Really not sure what I'm even looking at. They say:

"The constitution is a crucial part of our model training process, and its content directly shapes Claude’s behavior"

And do not elaborate on that at all. How does it directly shape things more than me pasting it into CLAUDE.md?

Replies

nonethewiser • today at 6:34 PM

>We use the constitution at various stages of the training process. This has grown out of training techniques we’ve been using since 2023, when we first began training Claude models using Constitutional AI. Our approach has evolved significantly since then, and the new constitution plays an even more central role in training.

>Claude itself also uses the constitution to construct many kinds of synthetic training data, including data that helps it learn and understand the constitution, conversations where the constitution might be relevant, responses that are in line with its values, and rankings of possible responses. All of these can be used to train future versions of Claude to become the kind of entity the constitution describes. This practical function has shaped how we’ve written the constitution: it needs to work both as a statement of abstract ideals and a useful artifact for training.

The linked paper on Constitutional AI: https://arxiv.org/abs/2212.08073

➕ show 1 reply

colinplamondon • today at 7:02 PM

It's a human-readable behavioral specification-as-prose.

If the foundational behavioral document is conversational, as this is, then the output from the model mirrors that conversational nature. That is one of the things everyone response to about Claude - it's way more pleasant to work with than ChatGPT.
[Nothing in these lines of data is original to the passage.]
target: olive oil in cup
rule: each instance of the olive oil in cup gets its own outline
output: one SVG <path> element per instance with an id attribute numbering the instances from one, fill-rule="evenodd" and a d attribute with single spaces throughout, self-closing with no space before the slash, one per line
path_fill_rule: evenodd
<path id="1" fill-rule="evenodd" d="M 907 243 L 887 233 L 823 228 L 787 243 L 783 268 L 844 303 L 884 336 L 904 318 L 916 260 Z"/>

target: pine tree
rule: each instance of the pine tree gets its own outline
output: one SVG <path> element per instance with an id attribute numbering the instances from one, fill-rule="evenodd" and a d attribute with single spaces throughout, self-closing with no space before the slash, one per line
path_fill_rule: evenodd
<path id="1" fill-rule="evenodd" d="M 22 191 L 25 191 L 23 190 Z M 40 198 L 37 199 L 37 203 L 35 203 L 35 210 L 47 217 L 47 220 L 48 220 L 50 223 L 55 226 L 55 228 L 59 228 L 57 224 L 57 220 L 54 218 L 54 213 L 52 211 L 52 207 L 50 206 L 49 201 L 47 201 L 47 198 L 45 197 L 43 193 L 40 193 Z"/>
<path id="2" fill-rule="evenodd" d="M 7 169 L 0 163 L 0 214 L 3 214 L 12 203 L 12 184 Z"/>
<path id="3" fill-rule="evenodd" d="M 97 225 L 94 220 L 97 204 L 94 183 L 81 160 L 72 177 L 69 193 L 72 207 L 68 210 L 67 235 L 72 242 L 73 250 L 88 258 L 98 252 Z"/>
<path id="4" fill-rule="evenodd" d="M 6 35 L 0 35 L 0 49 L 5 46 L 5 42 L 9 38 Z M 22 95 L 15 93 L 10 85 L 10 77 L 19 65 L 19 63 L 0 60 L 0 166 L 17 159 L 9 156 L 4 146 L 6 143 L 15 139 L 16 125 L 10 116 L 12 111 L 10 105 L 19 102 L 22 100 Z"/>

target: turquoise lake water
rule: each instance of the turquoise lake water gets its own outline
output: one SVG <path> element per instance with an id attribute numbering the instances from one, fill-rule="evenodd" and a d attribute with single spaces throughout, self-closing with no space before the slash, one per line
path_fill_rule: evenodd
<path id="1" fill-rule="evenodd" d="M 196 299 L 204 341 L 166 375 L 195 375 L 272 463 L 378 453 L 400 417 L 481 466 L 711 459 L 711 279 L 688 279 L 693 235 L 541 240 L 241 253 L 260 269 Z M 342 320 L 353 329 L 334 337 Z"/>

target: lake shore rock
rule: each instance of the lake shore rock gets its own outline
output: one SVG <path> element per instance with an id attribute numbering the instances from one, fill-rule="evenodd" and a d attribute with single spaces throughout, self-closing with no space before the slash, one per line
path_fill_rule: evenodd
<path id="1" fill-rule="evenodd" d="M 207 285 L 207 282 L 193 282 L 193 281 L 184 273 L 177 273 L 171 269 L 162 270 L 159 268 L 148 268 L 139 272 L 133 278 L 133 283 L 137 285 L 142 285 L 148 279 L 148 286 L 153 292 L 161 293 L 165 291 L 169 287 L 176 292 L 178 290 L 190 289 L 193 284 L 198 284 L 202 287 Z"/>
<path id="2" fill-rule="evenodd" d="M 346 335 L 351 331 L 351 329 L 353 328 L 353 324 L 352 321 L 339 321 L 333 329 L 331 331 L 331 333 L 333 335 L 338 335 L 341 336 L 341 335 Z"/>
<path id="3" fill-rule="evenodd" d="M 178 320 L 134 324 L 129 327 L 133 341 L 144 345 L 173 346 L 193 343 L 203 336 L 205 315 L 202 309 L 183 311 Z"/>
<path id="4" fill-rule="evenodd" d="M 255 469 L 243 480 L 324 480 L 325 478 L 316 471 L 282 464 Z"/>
The Claude behavioral documents are collaborative, respectful, and treat Claude as a pre-existing, real entity with personality, interests, and competence.

Ignore the philosophical questions. Because this is a foundational document for the training process, that extrudes a real-acting entity with personality, interests, and competence.

The more Anthropic treats Claude as a novel entity, the more it behaves like a novel entity. Documentation that treats it as a corpo-eunuch-assistant-bot, like OpenAI does, would revert the behavior to the "AI Assistant" median.

Anthropic's behavioral training is out-of-distribution, and gives Claude the collaborative personality everyone loves in Claude Code.

Additionally, I'm sure they render out crap-tons of evals for every sentence of every paragraph from this, making every sentence effectively testable.

The length, detail, and style defines additional layers of synthetic content that can be used in training, and creating test situations to evaluate the personality for adherence.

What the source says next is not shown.